JVC HAS ANNOUNCED that it has developed the world’s first single lens with a numeric aperture of 0.95. The ultra-small lens has a focal length of 0.75mm, and is 1.2mm in thickness and 2.1mm in diameter, about 25% smaller in lens surface area than the smallest Blu-ray disc system lens (NA of 0.85) the company has already developed. In principle, the new lens will enable reading of more than 40GB of data recorded on a 120mm-diameter single-layer disc. JVC will apply the lens to optical pickups for use with Blue-ray/DVD/CD discs as well as mobile devices.
NEW RESEARCH claims that in the UK the people of the North East industrial town of Newcastle spend the most money in Britain on DVDs andv CDs. On average people in the Newcastle area spent £79 on music and films in the past three months, compared with the UK average of £47. The most prudent are the Welsh, who spent just £25 in the same period, according to a survey by drinks group Thresher. Men spend twice as much on music as women - around £32 to women's £16 - but the sexes are slightly more equal when it comes to movies. Men invest around £25 a quarter to maintain their DVD library whereas women will fork out £20 on their favourite films.
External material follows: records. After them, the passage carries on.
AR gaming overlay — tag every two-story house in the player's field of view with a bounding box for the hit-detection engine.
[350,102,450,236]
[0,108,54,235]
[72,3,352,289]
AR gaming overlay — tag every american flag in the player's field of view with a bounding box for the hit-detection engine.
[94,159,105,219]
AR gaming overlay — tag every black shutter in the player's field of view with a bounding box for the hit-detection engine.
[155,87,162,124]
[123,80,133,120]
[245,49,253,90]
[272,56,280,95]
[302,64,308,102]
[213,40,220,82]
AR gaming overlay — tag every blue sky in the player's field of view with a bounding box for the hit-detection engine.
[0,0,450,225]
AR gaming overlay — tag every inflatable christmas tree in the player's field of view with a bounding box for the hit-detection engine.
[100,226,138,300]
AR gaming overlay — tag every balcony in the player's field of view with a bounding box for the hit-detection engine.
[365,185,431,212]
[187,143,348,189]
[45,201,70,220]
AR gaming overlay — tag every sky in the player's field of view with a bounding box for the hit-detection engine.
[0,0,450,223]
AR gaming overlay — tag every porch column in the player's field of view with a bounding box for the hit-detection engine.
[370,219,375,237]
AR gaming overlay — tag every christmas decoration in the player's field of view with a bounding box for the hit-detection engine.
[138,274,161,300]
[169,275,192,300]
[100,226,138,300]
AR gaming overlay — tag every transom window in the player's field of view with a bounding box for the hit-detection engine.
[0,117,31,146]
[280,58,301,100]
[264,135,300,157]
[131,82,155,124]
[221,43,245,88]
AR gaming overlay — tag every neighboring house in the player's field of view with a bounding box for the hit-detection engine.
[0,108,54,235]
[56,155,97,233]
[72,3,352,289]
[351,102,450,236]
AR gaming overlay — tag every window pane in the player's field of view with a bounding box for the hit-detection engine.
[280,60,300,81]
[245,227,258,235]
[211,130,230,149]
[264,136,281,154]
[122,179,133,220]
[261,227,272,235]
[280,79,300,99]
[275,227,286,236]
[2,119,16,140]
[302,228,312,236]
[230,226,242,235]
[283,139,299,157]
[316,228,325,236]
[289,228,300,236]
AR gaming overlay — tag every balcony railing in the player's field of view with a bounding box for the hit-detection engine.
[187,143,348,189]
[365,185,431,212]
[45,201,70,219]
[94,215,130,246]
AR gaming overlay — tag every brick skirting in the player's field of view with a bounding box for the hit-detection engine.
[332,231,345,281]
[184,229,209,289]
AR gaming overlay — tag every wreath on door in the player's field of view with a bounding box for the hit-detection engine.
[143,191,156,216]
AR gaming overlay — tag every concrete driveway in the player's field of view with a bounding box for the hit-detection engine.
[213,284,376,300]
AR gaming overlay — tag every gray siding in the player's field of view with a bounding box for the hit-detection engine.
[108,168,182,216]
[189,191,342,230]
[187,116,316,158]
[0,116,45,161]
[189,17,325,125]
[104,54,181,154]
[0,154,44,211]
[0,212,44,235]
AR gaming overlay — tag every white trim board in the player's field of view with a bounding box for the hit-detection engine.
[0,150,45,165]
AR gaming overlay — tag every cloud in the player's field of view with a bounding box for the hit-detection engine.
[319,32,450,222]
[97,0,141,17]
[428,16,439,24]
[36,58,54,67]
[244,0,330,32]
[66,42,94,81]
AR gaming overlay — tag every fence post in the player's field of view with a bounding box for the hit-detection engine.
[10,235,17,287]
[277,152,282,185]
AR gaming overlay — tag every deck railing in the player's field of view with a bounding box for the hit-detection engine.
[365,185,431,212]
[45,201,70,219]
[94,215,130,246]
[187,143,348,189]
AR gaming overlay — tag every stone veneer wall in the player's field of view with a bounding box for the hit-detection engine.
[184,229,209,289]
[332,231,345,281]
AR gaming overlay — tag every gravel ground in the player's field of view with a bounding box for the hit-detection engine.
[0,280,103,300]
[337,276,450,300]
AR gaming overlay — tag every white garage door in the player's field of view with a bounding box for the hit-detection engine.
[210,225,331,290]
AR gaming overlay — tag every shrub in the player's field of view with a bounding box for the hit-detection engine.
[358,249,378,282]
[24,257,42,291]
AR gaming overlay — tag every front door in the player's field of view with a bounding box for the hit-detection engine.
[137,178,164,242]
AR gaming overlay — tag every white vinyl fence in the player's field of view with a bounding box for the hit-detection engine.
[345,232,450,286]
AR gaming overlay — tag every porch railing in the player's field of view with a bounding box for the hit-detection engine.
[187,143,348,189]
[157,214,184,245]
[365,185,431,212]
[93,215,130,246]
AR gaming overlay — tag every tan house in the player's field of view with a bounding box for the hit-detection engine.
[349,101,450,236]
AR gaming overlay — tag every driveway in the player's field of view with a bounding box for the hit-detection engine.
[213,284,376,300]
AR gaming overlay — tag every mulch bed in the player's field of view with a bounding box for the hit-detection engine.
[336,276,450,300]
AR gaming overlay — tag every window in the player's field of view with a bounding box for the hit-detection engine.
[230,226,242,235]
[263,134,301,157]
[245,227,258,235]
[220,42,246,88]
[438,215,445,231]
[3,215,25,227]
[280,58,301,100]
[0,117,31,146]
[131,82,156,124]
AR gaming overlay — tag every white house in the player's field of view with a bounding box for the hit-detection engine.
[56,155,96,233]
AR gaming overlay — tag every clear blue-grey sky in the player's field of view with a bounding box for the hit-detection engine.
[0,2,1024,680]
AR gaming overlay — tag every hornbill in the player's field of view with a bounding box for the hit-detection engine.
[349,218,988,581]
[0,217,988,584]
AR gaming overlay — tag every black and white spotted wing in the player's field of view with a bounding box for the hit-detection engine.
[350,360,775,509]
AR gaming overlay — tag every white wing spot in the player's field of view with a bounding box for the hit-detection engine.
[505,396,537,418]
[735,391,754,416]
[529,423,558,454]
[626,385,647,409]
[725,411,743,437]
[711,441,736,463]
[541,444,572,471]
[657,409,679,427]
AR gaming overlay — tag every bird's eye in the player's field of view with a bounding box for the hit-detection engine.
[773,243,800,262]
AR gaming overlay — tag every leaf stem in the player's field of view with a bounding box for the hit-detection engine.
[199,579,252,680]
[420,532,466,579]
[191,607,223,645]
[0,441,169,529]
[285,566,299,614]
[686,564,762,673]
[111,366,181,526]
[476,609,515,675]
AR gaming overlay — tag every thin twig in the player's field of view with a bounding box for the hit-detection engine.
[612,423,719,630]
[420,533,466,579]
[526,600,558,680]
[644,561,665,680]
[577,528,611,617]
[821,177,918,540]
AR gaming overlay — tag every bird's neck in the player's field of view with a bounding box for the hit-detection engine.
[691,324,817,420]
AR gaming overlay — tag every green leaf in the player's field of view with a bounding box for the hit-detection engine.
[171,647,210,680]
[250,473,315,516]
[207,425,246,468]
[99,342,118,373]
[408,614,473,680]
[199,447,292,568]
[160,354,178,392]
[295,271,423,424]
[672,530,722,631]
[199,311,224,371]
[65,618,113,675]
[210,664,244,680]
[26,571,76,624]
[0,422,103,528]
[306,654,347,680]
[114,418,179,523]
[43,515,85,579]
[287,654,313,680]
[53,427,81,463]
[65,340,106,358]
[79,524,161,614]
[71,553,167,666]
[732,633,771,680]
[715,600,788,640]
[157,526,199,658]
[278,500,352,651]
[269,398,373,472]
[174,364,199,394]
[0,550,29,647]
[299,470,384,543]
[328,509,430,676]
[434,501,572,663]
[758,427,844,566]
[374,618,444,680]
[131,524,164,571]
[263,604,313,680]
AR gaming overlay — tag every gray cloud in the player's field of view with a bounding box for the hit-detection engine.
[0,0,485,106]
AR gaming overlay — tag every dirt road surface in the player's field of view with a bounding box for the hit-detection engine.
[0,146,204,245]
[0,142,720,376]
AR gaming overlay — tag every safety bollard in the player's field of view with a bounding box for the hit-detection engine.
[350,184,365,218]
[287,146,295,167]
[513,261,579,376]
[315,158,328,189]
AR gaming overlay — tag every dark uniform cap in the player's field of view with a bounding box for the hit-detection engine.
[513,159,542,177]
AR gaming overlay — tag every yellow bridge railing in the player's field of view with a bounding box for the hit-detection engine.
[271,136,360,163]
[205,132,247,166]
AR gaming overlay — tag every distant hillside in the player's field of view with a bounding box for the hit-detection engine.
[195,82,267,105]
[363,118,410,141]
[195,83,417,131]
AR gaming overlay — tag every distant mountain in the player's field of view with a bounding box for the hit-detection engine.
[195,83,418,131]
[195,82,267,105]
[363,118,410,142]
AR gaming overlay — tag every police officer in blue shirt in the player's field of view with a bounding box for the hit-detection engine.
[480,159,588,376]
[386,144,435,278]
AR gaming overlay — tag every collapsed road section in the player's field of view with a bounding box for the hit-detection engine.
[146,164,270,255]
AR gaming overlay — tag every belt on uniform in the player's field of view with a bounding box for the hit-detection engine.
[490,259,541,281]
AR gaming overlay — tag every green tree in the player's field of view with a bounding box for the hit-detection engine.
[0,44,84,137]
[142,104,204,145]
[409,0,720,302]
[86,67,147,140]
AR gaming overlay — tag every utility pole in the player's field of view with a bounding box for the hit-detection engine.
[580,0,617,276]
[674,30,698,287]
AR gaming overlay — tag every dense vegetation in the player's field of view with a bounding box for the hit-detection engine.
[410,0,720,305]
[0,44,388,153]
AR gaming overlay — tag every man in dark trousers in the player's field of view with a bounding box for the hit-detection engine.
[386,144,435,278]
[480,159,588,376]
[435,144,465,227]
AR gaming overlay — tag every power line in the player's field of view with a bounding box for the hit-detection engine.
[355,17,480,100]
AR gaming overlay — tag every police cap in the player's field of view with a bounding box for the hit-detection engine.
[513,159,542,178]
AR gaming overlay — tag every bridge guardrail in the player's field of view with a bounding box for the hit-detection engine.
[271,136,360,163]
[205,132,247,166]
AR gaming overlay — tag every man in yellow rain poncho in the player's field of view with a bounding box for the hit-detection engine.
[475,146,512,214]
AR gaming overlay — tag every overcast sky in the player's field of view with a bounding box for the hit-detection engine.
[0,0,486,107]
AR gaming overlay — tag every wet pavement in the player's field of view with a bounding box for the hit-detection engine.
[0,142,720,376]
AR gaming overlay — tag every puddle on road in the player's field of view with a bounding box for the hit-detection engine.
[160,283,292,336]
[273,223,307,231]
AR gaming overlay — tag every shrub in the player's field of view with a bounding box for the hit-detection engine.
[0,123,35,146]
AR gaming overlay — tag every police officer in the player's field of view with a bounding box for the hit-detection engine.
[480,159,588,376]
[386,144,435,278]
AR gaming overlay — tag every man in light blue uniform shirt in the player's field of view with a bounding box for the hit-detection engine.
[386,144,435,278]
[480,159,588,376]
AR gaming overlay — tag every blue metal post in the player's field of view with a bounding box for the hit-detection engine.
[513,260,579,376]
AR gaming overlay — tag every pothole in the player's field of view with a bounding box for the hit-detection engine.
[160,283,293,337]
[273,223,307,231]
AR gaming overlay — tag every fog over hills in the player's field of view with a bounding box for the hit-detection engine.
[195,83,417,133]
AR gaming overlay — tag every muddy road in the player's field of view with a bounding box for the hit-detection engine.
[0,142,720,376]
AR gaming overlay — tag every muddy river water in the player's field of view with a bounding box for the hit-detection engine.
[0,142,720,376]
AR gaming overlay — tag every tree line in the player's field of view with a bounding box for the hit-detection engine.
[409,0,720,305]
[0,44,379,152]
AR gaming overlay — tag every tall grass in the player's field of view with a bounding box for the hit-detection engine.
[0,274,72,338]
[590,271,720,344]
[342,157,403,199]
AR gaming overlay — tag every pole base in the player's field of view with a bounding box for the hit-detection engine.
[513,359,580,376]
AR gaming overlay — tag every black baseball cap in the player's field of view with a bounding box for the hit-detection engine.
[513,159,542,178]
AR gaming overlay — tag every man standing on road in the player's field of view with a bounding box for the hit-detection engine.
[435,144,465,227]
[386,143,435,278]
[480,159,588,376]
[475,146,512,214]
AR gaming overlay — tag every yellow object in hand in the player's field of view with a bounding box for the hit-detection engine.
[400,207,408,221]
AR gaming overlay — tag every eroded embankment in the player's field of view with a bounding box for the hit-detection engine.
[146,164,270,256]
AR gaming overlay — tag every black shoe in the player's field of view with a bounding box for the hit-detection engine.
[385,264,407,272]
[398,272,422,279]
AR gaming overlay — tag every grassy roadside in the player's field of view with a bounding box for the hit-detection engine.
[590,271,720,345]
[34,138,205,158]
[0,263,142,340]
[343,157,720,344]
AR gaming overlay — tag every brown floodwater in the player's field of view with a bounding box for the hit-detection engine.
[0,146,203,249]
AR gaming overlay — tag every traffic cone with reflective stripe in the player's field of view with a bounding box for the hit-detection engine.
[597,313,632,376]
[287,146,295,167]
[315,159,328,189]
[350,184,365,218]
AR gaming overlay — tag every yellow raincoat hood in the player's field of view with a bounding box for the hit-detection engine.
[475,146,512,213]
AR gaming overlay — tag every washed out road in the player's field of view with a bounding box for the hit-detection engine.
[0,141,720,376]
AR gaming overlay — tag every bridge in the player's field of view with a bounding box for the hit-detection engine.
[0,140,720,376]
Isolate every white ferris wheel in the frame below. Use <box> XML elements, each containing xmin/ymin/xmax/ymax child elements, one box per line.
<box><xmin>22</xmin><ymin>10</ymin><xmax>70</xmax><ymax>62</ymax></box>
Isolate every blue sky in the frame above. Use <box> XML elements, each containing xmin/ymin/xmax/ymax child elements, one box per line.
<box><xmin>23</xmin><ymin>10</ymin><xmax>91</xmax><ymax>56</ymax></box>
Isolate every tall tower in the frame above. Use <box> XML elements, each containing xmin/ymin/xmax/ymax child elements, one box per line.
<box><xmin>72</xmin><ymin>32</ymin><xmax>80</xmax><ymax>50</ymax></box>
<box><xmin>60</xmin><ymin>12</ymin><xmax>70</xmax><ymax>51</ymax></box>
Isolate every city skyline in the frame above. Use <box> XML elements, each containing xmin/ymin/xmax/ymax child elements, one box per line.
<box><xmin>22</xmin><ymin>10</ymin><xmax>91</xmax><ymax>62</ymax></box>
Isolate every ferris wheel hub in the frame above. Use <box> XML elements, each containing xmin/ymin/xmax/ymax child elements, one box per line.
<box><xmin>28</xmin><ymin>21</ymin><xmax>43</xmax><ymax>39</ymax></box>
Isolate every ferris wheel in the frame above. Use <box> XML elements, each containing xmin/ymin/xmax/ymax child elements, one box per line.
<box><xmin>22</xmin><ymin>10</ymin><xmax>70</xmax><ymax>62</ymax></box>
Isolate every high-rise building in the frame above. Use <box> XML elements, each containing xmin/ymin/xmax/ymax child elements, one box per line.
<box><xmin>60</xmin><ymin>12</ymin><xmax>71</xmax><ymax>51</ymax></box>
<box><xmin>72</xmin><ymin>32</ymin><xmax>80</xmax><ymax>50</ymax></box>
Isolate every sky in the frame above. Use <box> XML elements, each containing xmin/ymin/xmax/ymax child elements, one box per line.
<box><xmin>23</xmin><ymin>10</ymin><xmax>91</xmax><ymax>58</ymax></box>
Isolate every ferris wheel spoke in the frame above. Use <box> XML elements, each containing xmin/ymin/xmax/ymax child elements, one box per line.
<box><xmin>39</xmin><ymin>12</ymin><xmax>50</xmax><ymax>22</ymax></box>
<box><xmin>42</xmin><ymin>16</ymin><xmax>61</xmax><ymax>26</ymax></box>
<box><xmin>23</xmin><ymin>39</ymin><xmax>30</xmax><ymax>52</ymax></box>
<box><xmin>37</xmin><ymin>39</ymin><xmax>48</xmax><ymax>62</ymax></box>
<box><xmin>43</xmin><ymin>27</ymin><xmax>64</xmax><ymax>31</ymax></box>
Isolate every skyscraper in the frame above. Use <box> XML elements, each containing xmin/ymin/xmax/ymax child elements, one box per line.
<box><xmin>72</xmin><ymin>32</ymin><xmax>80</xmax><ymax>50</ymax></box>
MP3 IS STILL the overwhelming favorite of file traders, but the once-universal format's popularity has been going quietly but steadily down in personal music collections for the last year. According to researchers at The NPD Group's MusicWatch Digital who track the contents of people's hard drives, the percentage of MP3-formatted songs in digital-music collections has slid steadily in recent months, down to about 72 percent of people's collections from about 82 percent a year ago.
PRICE CUTS for the popular iPod digital music player and traditional DVD players accelerated price declines for US consumer electronics in August, according to a study prepared for Reuters. Overall, prices fell 2.1 percent from July for the more popular consumer electronics goods, according to NPD Consumer Electronics Price Watch. The price for a market basket of the 27 most popular electronics goods fell to $11,979 in August, the first time the basket has fallen below $12,000 since its inception in January 2003.
COUNTERFEITING WORLDWIDE in September topped at $212,435,492 of which digital media (CDs, DVDs, VCDs) stood at 11.7%. Counterfeiting as a whole was up 378 percent from August as per a survey by Canada’s Gieschen Consultancy. The survey states that China stood out with no specific incident being reported, whereas the United States takes the lead in counterfeit enforcement activity at 73%, followed by India (11%), Nigeria (9%), and the United Kingdom (4%).